English Amiga Board


Go Back   English Amiga Board > Coders > Coders. General

 
 
Thread Tools
Old 15 May 2021, 15:44   #101
litwr
Registered User
 
Join Date: Mar 2016
Location: Ozherele
Posts: 229
Quote:
Originally Posted by saimo View Post
The trick exploits the sign-extension of suba.w to avoid clearing the upper word of a register and thus save two cycles. As a side effect, d7 is no longer needed.

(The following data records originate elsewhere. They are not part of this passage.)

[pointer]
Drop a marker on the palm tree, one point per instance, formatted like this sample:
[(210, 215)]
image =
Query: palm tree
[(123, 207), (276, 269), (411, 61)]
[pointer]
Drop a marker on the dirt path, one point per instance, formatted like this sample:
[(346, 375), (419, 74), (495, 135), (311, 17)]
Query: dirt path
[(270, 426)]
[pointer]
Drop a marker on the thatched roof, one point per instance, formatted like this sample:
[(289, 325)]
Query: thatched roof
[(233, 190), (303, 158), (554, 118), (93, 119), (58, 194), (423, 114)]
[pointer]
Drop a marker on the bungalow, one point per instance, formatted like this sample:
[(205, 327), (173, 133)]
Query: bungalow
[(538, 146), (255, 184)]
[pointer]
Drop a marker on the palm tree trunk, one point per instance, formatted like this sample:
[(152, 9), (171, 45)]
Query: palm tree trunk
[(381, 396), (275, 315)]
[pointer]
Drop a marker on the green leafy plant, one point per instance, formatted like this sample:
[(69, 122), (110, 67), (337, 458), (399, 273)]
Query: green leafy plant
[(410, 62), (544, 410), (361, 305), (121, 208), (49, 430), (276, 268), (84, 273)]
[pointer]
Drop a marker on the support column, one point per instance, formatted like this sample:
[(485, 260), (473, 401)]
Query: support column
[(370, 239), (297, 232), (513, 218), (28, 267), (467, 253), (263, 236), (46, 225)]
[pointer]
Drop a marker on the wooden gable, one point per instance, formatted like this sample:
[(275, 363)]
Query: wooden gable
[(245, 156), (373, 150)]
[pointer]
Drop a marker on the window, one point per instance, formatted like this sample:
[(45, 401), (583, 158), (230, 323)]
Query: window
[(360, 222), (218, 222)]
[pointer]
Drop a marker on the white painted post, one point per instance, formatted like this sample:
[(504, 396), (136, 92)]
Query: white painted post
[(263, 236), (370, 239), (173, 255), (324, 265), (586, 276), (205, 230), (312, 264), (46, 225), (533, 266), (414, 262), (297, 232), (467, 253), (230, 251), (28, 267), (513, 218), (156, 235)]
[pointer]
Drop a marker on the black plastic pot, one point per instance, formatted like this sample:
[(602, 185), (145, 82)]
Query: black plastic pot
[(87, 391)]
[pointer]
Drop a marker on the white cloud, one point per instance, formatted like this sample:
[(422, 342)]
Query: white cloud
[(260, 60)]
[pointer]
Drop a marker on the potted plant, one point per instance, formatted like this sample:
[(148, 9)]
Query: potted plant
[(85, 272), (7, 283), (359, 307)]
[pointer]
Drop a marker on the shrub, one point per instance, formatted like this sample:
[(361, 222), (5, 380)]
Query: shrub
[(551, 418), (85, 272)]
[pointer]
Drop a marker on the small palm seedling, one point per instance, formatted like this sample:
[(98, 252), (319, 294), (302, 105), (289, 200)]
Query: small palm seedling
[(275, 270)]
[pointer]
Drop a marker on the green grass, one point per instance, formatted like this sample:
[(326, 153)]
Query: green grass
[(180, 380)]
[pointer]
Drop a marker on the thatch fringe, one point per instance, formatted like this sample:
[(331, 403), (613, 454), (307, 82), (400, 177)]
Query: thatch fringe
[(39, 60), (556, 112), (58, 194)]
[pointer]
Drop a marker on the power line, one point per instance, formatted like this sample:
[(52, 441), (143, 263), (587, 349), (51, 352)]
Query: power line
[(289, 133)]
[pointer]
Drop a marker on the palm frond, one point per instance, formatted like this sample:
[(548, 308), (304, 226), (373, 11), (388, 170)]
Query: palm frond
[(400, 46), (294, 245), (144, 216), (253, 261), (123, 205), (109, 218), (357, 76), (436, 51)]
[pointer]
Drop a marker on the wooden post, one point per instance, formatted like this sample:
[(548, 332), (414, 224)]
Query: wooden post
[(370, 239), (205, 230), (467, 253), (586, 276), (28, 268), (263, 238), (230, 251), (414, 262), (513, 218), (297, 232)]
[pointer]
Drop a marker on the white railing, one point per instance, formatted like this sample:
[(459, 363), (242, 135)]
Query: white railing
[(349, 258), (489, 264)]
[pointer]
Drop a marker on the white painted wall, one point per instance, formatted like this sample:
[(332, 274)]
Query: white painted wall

suba.w d5,a5 works fine when bit #15 of d5 is 0, i.e. when d5 < 32768; given that d5 is the remainder of the division, the following condition applies:
* hence, it must be 7*D-1 < 32769 -> D < (32769+1)/7 = 4681.
Thank you very much. But you know the program must not reduce the maximum number of digits artificially.

Quote:
Originally Posted by saimo View Post
The trick doesn't bring more speed on 68030 because suba.w takes 4 cycles instead of 2, unlike on the other 68020+ CPUs - actually, I'm starting to wonder if it's an erratum on the MC68020UM or MC68030UM, given the strong similarity of the two CPUs (my memory tells me that there actually is a penalty, but recently it failed me precisely regarding similar matters). Maybe I'll check it out later.
What crazy timings! This reminds me the 80386 that became much slower than the 80286 on rotations despite having a barrel shifter!

Quote:
Originally Posted by saimo View Post
To avoid losing cycles for the calculation of d (the mulu part), the latter has to change from:
d = d/2 + r[i]*10000
to:
d = (d + r[i]*20000)/2
This works also when d is odd thanks to the fact that r[i]*20000 is always even.
There is no d = d/2 + r[i]*10000 in my code so your substitution rather will not work.

Quote:
Originally Posted by saimo View Post
Whether such condition is acceptable is another story. If not, a clr.w d5 before swap.w d5 is enough to remove suba.w d5,a5 and move .l2 one line up: this will cancel the 2-cycle gain and bring the limit of D back to the original value (7*D-1 < 65536 -> D < (65537+1)/7 = 9362) - but, of course, this is useful only in the non-mulu-optimiation case.
Thus we don't have any gain.
litwr is offline  
Old 15 May 2021, 15:50   #102
litwr
Registered User
 
Join Date: Mar 2016
Location: Ozherele
Posts: 229
Quote:
Originally Posted by meynaf View Post
Use EQUR.
Thank you very much.
litwr is offline  
Old 15 May 2021, 18:34   #103
saimo
Registered User
 
saimo's Avatar
 
Join Date: Aug 2010
Location: Italy
Posts: 787
Quote:
Originally Posted by litwr View Post
What crazy timings! This reminds me the 80386 that became much slower than the 80286 on rotations despite having a barrel shifter!
Please check out the edit in my previous post: I have added actual measurements regarding those timings.

Quote:
There is no d = d/2 + r[i]*10000 in my code so your substitution rather will not work.
What's this, then?
Code:
   lsr.l d5
   move -(a3),d0   ;r[i]
   mulu d1,d0      ;r[i]*10000
   add.l d0,d5     ;d += d + r[i]*10000
   move.l d5,d6
You are dividing d5 by 2 (at least, I guess that's the intention: lsr.l d5 does not even exist in M68k assembly, but lsr.w <memory> does exist for 1-bit shifts), and then adding r[i]*10000 to it (and I guess that d += d + r[i]*10000 is a wrong comment: it's either d += r[i]*10000 or d = d + r[i]*10000).

Quote:
Thus we don't have any gain.
It's still useful to free a data register in the mulu version.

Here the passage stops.